Major League Baseball inducted six new members into its Hall of Fame class of 2014 on Sunday. Frank Thomas, Greg Maddux, and Tom Glavine were among the players inducted into this legendary class. Joe Torre, Bobby Cox, and Tony La Russa represented this year's class of managers that were inducted.
Thomas was the first player elected to the Hall of Fame who spent a majority of his career as a designated hitter. Thomas batted a career .301 with 521 home runs and 1,704 RBIs in 19 seasons, most of which he spent with the Chicago White Sox. He is the only player in major league history to have seven consecutive seasons with a .300 average, 20 home runs, 100 RBIs, and 100 walks.

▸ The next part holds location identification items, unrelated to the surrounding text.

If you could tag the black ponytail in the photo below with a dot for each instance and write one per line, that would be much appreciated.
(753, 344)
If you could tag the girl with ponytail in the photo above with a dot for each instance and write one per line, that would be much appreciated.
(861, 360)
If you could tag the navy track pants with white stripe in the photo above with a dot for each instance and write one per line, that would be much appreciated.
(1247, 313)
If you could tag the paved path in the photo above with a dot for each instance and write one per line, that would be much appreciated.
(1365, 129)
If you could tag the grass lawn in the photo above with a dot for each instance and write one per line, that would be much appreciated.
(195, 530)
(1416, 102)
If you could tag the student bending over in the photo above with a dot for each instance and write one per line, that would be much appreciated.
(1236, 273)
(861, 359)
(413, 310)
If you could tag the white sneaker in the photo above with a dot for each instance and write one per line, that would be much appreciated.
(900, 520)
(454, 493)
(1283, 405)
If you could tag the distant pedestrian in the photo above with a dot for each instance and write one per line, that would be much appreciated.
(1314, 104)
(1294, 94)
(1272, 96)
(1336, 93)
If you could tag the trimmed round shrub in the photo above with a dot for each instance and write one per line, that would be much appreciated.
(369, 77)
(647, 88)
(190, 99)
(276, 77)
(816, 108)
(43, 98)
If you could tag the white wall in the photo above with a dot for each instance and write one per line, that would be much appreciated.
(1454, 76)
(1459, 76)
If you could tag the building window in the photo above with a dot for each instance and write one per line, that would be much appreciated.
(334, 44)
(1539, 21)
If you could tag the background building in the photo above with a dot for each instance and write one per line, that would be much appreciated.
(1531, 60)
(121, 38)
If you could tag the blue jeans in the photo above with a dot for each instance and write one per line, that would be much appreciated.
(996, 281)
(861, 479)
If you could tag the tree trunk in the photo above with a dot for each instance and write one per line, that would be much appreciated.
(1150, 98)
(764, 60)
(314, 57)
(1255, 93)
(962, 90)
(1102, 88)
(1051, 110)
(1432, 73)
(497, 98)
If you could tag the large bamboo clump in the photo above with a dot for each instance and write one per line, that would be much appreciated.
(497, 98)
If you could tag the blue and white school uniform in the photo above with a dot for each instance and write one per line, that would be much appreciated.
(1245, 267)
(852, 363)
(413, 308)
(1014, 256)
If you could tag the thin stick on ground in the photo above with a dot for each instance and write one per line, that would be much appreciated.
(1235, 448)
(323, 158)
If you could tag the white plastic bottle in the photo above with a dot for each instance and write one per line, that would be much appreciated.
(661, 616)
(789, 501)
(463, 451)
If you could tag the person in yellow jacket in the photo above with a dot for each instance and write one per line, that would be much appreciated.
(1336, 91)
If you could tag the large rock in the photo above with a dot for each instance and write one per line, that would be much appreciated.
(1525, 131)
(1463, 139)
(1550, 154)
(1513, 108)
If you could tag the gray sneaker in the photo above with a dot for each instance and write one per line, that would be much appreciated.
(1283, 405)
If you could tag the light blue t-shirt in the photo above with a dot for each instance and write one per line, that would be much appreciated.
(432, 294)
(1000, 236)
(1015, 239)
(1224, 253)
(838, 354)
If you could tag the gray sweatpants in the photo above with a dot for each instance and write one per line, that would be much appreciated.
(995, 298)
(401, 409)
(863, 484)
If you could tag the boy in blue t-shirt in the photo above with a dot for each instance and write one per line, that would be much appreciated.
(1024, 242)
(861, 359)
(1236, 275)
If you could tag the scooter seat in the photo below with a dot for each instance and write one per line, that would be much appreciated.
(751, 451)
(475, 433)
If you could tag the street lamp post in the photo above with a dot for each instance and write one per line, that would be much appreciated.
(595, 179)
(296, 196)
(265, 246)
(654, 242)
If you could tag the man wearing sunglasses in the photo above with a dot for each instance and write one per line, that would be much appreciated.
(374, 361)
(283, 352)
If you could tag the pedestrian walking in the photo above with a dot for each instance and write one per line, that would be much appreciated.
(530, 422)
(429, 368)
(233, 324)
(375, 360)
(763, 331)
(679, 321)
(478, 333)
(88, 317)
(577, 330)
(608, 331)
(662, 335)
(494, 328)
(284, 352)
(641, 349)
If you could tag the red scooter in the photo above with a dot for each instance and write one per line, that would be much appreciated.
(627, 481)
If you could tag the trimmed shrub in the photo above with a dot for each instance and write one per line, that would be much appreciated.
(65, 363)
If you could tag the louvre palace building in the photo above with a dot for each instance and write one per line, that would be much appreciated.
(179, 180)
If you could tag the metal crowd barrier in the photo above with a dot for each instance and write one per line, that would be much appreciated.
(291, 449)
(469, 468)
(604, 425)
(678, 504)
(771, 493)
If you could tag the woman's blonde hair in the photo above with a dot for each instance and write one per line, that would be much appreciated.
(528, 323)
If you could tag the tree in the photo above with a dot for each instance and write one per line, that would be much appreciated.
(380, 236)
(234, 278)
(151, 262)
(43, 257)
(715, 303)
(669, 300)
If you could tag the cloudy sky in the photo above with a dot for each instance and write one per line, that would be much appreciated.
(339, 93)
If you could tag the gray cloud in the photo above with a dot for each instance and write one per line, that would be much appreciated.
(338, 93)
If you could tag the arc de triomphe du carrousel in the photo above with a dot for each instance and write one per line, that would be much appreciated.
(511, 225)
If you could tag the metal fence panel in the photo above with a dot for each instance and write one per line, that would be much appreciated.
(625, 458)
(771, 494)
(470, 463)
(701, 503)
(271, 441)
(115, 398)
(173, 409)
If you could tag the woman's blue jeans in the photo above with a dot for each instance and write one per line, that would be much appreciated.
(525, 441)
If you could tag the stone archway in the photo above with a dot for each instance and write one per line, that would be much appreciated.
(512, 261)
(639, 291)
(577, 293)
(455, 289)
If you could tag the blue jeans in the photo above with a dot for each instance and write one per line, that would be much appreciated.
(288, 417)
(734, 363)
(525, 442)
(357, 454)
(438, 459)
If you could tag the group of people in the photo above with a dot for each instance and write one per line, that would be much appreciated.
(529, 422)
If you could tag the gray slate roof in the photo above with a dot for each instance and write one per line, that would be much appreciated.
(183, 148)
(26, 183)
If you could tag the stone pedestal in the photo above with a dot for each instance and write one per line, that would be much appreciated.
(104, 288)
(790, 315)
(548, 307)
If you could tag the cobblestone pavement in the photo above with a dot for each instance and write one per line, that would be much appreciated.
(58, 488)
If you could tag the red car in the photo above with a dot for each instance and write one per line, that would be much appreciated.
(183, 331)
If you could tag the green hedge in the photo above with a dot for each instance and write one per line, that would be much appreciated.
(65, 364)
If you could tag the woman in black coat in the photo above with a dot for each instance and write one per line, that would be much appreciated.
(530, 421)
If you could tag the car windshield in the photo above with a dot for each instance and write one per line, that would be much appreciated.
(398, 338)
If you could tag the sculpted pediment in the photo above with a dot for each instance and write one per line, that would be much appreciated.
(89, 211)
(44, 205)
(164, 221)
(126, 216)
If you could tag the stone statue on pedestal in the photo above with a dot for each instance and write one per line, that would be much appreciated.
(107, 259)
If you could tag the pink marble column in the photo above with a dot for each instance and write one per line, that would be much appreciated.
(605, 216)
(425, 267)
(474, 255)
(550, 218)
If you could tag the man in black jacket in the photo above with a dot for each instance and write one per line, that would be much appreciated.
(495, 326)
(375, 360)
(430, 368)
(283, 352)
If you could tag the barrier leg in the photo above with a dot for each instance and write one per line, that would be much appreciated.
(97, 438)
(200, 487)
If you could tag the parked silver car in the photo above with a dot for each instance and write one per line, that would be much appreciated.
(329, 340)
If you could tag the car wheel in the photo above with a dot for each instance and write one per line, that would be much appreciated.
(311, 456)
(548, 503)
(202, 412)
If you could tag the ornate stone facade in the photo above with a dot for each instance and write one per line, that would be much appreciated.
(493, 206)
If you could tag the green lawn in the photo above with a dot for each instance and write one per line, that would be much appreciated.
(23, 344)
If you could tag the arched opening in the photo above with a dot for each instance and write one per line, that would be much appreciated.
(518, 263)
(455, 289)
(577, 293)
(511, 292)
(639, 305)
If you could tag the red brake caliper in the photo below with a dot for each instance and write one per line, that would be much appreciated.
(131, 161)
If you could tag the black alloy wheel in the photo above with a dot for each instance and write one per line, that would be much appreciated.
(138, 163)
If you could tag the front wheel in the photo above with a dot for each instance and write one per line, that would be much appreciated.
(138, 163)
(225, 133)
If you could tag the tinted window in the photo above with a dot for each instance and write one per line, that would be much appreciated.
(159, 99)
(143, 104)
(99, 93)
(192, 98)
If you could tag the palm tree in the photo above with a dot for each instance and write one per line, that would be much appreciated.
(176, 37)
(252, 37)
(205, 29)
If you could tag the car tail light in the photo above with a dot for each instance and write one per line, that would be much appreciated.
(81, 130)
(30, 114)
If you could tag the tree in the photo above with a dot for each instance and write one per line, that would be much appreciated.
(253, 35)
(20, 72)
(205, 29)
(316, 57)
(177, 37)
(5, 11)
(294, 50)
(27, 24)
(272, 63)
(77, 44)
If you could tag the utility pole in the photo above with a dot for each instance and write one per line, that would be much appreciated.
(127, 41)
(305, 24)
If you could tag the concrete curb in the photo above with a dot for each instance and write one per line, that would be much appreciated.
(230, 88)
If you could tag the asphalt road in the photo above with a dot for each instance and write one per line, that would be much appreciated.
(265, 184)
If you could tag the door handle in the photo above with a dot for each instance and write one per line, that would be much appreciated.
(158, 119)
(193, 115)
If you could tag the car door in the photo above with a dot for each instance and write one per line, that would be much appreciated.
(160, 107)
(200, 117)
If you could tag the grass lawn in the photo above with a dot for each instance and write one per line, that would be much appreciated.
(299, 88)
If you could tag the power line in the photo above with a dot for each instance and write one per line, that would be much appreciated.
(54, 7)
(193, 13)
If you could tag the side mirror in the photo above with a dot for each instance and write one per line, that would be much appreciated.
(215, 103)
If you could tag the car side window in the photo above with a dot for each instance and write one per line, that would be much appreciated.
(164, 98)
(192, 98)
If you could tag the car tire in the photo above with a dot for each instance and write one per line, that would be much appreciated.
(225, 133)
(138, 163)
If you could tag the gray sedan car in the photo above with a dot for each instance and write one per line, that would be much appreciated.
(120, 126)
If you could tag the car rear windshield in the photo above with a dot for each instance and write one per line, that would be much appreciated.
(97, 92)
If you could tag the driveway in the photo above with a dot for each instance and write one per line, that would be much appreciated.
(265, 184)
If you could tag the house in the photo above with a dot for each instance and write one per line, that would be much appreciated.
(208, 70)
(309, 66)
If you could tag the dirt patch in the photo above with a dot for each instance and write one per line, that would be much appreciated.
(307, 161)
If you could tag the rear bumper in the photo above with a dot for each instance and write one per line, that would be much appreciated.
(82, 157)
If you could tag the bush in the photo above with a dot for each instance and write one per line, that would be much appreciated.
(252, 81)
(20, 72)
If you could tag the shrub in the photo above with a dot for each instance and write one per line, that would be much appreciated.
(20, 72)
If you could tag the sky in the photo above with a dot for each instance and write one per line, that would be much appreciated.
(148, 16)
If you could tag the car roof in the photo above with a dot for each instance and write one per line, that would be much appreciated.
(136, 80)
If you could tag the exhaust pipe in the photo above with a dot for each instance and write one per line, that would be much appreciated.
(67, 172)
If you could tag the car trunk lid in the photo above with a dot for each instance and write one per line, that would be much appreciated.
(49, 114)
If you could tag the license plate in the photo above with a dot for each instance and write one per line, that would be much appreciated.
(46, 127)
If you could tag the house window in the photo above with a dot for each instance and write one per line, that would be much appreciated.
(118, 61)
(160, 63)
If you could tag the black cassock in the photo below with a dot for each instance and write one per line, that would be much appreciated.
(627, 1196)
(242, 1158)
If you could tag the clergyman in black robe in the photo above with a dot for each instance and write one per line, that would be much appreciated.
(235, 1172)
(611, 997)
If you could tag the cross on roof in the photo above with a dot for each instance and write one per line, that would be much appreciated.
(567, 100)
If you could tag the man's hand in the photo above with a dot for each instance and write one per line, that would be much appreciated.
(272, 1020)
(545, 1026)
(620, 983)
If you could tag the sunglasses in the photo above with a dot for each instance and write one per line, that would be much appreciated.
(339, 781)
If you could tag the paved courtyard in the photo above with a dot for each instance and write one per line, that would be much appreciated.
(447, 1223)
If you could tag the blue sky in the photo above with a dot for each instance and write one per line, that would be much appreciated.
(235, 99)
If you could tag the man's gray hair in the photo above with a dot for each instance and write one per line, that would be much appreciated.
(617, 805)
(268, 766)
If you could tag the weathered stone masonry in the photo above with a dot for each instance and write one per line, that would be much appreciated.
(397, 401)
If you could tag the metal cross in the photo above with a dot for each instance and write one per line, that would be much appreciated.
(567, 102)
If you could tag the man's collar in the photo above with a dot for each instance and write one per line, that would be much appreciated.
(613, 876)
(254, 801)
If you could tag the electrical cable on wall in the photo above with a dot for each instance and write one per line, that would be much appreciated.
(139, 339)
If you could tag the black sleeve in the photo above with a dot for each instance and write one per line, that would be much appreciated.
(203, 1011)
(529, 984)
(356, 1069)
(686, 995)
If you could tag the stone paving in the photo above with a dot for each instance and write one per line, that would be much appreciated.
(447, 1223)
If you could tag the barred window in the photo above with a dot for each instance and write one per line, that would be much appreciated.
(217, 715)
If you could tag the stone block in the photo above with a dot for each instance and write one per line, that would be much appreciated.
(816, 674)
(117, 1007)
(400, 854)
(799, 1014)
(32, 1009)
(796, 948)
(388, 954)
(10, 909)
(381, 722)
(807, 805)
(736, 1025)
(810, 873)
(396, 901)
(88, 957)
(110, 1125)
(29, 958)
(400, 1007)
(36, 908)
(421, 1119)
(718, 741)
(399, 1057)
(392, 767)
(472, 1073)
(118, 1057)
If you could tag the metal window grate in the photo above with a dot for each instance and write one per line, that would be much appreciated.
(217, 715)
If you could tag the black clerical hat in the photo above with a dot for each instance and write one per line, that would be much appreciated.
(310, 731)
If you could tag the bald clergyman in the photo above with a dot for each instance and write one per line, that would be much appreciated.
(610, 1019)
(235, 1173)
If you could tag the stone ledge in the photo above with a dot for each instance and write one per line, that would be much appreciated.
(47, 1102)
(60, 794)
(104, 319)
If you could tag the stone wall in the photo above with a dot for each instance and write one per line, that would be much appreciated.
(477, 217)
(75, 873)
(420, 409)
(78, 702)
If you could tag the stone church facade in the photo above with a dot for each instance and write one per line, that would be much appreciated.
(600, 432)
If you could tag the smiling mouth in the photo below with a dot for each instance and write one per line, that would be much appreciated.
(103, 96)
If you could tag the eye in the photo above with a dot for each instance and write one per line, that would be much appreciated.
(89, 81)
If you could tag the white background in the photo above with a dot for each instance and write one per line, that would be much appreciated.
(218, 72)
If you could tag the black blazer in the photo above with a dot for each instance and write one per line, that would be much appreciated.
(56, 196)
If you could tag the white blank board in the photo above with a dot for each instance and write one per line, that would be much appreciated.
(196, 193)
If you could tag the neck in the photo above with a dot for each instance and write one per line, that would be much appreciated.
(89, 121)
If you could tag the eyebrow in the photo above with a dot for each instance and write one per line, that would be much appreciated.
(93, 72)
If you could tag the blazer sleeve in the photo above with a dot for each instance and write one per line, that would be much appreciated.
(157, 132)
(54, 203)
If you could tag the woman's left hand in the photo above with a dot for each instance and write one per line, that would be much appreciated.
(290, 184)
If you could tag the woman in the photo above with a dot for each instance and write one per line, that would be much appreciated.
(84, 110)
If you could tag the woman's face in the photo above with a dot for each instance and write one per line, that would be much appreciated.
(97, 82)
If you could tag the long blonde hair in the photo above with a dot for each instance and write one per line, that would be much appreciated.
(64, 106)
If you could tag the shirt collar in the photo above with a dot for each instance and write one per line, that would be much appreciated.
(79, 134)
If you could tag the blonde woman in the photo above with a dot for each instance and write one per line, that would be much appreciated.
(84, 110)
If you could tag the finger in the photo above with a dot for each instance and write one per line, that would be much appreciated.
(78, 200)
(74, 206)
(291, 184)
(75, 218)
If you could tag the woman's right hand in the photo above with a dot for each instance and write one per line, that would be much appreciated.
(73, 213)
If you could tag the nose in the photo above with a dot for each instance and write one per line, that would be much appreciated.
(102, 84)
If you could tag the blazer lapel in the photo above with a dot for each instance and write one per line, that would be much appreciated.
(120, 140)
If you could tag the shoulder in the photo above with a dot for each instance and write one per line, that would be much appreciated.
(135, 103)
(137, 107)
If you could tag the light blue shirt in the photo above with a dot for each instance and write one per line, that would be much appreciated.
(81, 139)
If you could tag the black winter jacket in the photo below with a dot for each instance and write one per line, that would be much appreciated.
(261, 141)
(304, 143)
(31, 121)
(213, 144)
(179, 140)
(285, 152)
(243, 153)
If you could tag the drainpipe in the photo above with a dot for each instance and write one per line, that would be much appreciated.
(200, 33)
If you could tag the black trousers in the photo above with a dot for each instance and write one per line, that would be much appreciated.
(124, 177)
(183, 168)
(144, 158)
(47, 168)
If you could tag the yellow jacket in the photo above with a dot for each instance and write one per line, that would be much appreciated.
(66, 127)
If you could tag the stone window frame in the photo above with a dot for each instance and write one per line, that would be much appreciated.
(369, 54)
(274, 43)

Maddux accumulated 355 wins and an ERA of 3.16 in his 23-year career. He ranks eighth on the career wins list, and was a member of the Braves, Cubs, Padres, and Dodgers. Maddux won four straight Cy Young Awards and won 15 or more games for 17 straight seasons.
Glavine was on the mound when the Braves won Game 6 to win the 1995 World Series, pitching a one-hitter over eight innings in a 1-0 victory over the Cleveland Indians.
It was quite the reunion for the city of Atlanta, as Cox who was also inducted, spent his coaching career with Glavine and Maddux. During this trio's time, they put together a historic run that resulted in 14 straight division titles, they made the playoffs a total of 15 times, and won the city's only major professional sports championship.
Along with Cox, La Russ was also a legendary manager. He ranks third in career victories as a manager with 2,728 behind only Connie Mack and John McGraw. La Russa was awarded manager of the year four times, won 12 division crowns, six pennants, and three World Series titles in his time with the White Sox, Oakland A's, and St. Louis Cardinals.
Torre gave the closing speech to the 2014 Hall of Fame ceremony. Torre managed under owner George Steinbrenner in the city of New York, with the Yankees. After taking over in 1996, Torre accumulated 10 division titles, six American League pennants, and four World Series titles in 12 years as he helped restore baseball's most successful franchise and helped his own career after being fired three times. Torre was also the only man to collect more than 2,000 hits and win more than 2,000 games as a manager.
This Major League Baseball Hall of Fame class of 2014 could possibly be one of the most legendary and storied classes for the next few years, especially with what has gone off with the steroid era, and how the voting has changed because of it.